Run a fleet of Claude Code agents — without babysitting them.
The anti-fabrication review in action — a worker claims Sharpe 2.10; the supervisor pulls out the cited backtest-id and flags it as UNVERIFIED. Plug in a backend and a fabricated result FAILs review. No human in the loop.
Think OpenClaw / Hermes, but
lite. Where those are full multi-agent runtimes, claude-code-fleet is the thin supervisor
you bolt onto the Claude Code CLI you already run. You start a few claude sessions in tmux on a
shared repo; it watches them so you don't have to hover over every pane: it independently reviews every commit
(the worker can't skip it), refuses a result a worker cites but can't prove, keeps stalled
sessions moving, freezes cleanly on the spend-limit, and interrupts runaway turns.
The core is domain-agnostic; the part that knows what a "real result" looks like is a small plugin.

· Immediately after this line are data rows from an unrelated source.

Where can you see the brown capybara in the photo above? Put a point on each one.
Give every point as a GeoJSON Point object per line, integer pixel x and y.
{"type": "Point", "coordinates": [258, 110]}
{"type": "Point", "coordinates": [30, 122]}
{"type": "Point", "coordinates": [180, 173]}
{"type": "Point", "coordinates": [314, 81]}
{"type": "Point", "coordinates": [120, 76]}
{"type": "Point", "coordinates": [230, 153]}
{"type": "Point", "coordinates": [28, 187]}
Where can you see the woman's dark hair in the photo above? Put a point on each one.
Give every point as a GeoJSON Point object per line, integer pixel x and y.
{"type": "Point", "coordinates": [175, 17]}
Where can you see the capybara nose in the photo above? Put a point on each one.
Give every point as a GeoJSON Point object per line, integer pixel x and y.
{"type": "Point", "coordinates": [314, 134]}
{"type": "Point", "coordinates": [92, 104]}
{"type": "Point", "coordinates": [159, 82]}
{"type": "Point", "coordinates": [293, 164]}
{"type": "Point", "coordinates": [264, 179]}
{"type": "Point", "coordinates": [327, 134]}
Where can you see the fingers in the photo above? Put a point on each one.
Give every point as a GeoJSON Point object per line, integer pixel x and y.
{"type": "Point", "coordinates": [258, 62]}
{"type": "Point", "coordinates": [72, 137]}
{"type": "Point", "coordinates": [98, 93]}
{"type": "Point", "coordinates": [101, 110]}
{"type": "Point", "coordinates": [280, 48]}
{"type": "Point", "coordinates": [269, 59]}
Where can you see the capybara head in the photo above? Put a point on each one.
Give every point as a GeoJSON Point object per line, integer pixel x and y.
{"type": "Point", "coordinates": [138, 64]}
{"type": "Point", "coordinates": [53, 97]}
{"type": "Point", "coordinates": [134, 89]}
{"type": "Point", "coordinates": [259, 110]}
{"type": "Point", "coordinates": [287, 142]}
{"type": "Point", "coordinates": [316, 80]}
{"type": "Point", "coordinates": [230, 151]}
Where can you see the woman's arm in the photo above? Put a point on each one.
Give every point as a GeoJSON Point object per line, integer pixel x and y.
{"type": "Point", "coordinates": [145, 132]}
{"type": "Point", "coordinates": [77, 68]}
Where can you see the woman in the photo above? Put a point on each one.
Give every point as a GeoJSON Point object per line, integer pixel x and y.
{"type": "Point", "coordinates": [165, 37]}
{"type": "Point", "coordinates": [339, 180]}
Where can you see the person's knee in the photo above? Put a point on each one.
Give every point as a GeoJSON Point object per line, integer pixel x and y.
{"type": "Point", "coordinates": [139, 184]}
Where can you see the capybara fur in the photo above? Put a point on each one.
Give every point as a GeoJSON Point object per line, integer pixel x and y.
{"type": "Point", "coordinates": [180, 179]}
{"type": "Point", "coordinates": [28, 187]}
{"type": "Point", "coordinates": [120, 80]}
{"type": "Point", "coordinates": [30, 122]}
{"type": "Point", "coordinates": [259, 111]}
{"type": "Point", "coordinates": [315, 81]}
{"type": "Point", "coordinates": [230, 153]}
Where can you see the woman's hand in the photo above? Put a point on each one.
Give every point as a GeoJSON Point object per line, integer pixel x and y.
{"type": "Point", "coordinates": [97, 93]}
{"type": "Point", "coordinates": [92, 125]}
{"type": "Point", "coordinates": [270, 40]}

Lite by design: no agent runtime to adopt, no agent graph to define — it wraps the Claude Code CLI you already use, and is happy to run underneath OpenClaw / Hermes / claude-squad. Extracted from a private multi-agent research fleet and generalized; the supervision mechanisms are battle-tested, the public packaging is young. Issues/PRs welcome.
claude-code-fleet turns a fleet of Claude Code agents into an autonomous, long-running research engine. Give it one open-ended, high-level goal and leave — it runs for days, unattended, with no human in the loop: proposing ideas, building and testing them, killing the dead ends, and self-reviewing every step. Because every result is independently verified against ground truth, you can trust what it hands back instead of re-checking it.

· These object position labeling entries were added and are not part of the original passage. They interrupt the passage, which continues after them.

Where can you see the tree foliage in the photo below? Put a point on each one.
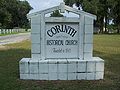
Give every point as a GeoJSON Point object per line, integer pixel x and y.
{"type": "Point", "coordinates": [56, 14]}
{"type": "Point", "coordinates": [13, 13]}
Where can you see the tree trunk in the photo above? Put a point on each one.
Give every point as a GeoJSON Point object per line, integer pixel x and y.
{"type": "Point", "coordinates": [101, 24]}
{"type": "Point", "coordinates": [106, 25]}
{"type": "Point", "coordinates": [118, 29]}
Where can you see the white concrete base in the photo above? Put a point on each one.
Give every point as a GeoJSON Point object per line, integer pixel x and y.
{"type": "Point", "coordinates": [64, 69]}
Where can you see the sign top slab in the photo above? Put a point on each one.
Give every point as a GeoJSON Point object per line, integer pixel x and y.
{"type": "Point", "coordinates": [62, 7]}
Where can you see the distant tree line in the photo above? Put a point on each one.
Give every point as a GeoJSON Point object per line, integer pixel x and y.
{"type": "Point", "coordinates": [106, 11]}
{"type": "Point", "coordinates": [13, 13]}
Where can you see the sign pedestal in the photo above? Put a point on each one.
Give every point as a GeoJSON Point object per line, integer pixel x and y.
{"type": "Point", "coordinates": [68, 69]}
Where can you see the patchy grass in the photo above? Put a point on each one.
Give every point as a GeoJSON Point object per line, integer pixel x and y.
{"type": "Point", "coordinates": [8, 34]}
{"type": "Point", "coordinates": [105, 46]}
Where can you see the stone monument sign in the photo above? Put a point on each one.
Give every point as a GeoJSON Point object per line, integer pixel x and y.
{"type": "Point", "coordinates": [62, 47]}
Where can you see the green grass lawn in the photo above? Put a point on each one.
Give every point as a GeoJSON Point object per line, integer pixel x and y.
{"type": "Point", "coordinates": [105, 46]}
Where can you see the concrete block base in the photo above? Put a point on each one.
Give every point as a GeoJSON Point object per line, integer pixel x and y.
{"type": "Point", "coordinates": [64, 69]}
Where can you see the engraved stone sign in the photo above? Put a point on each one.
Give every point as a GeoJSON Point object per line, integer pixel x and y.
{"type": "Point", "coordinates": [62, 47]}
{"type": "Point", "coordinates": [62, 40]}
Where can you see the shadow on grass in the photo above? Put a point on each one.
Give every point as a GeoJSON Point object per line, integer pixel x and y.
{"type": "Point", "coordinates": [9, 76]}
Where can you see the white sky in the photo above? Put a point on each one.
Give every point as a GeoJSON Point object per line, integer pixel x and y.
{"type": "Point", "coordinates": [39, 5]}
{"type": "Point", "coordinates": [43, 4]}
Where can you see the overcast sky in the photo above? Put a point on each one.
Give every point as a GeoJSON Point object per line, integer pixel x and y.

Worked example — the bundled case study:
"Find a crypto trading strategy with out-of-sample Sharpe > 2 over the last 3 years."
You set that single goal and walk away. The fleet hunts on its own — proposing candidates, backtesting each on QuantConnect, deflating the overfit ones, and refusing to call anything a Sharpe-2 result until the cited backtest is verified to actually exist. You come back to ALIVE/DEAD verdicts you can trust — not a pile of unchecked claims.
Built to run long, unattended. Keepalive drives it round after round until it hits the metric or a deadline — one dead end never ends the goal; the freeze gate rides out the 5-hour usage limit and auto-resumes; the runaway watchdog kills a stuck turn; the account guard catches a drifted login. A multi-day hunt survives limits, stalls, and restarts without you watching.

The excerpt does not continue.